Introduction
Can you imagine the modern world without visualization and cloud computing? If you answer yes, you might not realize how permeated the modern world is with technology or how many fields rely on technology to achieve their goals. In particular, many instruments are utilized to facilitate learning and skill development in different stages of an educational journey. One such instrument is a virtual training lab (VTL), which allows students to hone their laboratory skills in a virtual environment. Let’s examine in more detail how VLTs and cloud computing are linked.
VTL, Visualization, and Cloud Computing
In their 2015 article, A High-Performance Cloud Computing Solution for Training and Laboratories, Jarraya and Khedher (2015) briefly discuss the use of cloud computing in VLTs. The authors also propose a solution to improve educational institutions’ instructional and research requirements. But first, let’s consider how VLTs work and why there is a need for an efficient cloud server solution.
First, VLTs use an enormous number of images that are stored on servers. Second, their processing should be instantaneous to meet productivity and performance demands. Investing in a piece of technology that is less efficient and reliable than suitable old beakers is a waste of money for most institutions.
Therefore, Jarraya and Khedher (2015) proposed a cloud computing solution that can keep up with the expansion demands while maintaining efficiency. In simple terms, server clusters or a complex hardware-middleware-software chain connecting students and virtual environments to allocate user resources properly are deployed (Jarraya & Khedher, 2015).
Thus, by raising the computational complexity demand for resources and reducing the response time, cloud computing enhanced their service level agreements (Jarraya & Khedher, 2015). But there is a catch, as along with these benefits, significant requirements are imposed in terms of architecture and optimization
VLT Architecture and Optimization
The architecture of a piece of technology is just as important as the architecture of a building. Without a thorough design, both will collapse on those using it. Architecture and optimization were, of course, addressed by Jarraya and Khedher (2015). They used the trick to view the workload as a standalone service or group of executable programs.

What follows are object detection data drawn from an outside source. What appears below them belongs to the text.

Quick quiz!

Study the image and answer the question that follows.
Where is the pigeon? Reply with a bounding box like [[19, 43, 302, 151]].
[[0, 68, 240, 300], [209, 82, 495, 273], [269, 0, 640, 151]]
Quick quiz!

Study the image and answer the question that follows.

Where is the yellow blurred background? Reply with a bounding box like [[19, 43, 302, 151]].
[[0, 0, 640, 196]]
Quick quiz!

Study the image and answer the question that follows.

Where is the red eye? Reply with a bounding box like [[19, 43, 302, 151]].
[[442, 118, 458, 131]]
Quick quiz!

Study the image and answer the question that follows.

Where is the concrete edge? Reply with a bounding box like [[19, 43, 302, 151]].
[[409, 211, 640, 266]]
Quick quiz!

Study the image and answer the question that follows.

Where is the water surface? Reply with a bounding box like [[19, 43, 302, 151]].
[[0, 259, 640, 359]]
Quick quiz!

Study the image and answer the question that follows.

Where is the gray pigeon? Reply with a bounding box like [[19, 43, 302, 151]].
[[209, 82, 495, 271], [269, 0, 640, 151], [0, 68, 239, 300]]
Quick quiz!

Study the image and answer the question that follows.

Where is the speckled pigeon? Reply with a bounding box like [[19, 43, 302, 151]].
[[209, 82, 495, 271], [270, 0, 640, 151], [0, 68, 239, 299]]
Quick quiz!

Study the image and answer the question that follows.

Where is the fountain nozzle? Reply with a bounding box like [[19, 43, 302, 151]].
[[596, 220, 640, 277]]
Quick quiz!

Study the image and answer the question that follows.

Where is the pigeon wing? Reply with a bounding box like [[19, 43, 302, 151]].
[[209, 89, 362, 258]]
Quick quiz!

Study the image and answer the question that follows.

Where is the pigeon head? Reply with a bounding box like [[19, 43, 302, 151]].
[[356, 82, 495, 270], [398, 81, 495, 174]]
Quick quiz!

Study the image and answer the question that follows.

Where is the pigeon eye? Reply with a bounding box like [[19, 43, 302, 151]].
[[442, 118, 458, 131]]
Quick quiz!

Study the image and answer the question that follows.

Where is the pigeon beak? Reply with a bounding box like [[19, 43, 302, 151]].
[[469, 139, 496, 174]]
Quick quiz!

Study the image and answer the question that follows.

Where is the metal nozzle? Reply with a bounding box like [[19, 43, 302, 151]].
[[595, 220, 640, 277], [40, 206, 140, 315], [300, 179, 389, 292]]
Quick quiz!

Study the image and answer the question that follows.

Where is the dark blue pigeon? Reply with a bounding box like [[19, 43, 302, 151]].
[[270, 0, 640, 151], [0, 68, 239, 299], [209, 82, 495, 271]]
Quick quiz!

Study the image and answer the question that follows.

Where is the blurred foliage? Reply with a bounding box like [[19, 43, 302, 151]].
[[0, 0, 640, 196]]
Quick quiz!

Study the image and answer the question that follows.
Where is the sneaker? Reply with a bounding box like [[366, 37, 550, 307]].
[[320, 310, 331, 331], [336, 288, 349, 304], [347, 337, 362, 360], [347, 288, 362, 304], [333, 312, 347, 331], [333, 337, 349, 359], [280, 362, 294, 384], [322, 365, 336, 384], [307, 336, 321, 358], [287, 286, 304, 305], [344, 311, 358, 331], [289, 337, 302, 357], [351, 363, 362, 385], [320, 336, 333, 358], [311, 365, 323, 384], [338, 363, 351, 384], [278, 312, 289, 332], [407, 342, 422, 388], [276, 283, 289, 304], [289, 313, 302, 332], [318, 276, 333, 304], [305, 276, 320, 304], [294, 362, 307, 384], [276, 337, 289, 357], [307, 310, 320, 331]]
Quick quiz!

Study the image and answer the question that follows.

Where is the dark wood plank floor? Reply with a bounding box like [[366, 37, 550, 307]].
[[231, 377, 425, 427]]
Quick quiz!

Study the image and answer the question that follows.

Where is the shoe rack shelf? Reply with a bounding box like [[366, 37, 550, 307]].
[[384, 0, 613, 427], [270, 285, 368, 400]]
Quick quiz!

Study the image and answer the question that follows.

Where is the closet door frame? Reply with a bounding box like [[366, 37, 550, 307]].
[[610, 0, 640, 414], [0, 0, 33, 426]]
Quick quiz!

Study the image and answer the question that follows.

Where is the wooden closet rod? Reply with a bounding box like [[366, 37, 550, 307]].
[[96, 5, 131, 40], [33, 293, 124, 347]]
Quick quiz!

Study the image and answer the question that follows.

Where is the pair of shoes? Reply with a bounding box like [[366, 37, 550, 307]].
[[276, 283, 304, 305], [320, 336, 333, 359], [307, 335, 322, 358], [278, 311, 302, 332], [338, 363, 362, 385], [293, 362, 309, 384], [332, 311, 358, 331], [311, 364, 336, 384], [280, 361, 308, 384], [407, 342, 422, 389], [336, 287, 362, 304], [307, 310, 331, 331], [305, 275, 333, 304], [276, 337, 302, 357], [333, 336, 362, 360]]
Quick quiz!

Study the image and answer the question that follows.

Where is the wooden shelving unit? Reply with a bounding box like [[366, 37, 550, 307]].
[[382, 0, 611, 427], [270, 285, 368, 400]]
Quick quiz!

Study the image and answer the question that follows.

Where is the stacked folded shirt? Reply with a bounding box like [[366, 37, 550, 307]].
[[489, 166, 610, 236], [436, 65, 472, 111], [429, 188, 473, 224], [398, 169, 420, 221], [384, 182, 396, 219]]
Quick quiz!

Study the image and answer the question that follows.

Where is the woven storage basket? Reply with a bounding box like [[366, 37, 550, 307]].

Next, as with the selection of appropriate materials for building, software that runs virtual machines, or hypervisors, is selected. In this case, VMware ESXi and Microsoft Hyper-V R2 were used, with the former edging the former out (Jarraya & Khedher, 2015). The following step ensures hypervisors “intelligently manage resource allocation” when operating on a server (Jarraya & Khedher, 2015, p. 2). Thus, the software offers consistent service levels with realistic workloads.
However, we should not discount the fact that the cloud design imposes several design restrictions. As Jarraya and Khedher (2015) focused on private cloud design, predictably, they had to adhere to a specific scale unit pattern. A scale unit is a collection of computing, storage, and networking resources deployed individually or in groups that support self-management without requiring it to be physically reconfigured.
The architecture of the VTL is visually represented in Figure 1 (Jarraya & Khedher, 2015). In their research, with the help of the gathered evidence, the authors concluded that conducting a single session to load all the modules and run commands, as shown in Figure 2, is more efficient (Jarraya & Khedher, 2015). In addition, the approach demonstrated in Figure 3 is also viable (Jarraya & Khedher, 2015).
Concluding Thoughts
Cloud computing is here to stay, and its educational benefits are undeniable. The article at issue is a reliable piece of research highlighting the crucial aspects of cloud computing solutions, such as architecture and optimization. It considers different approaches to scaling and implementing two popular hypervisors: VMware ESXi and Microsoft Hyper-V R2.
However, the experimental architecture, albeit providing faster resource access, might showcase different results in scenarios outside VLT, which comes at the expense of research validity. Even though it is somewhat outdated by modern standards, it offers one valuable idea to stand the test of ages: the architecture of a VLT is critical to its scalability and performance.
Reference
Jarraya, M., & Khedher, O. (2015). A high performance cloud computing solution for training and laboratories. In 2015 International Conference on Cloud Computing (ICCC) (pp. 1–4). IEEE. Web.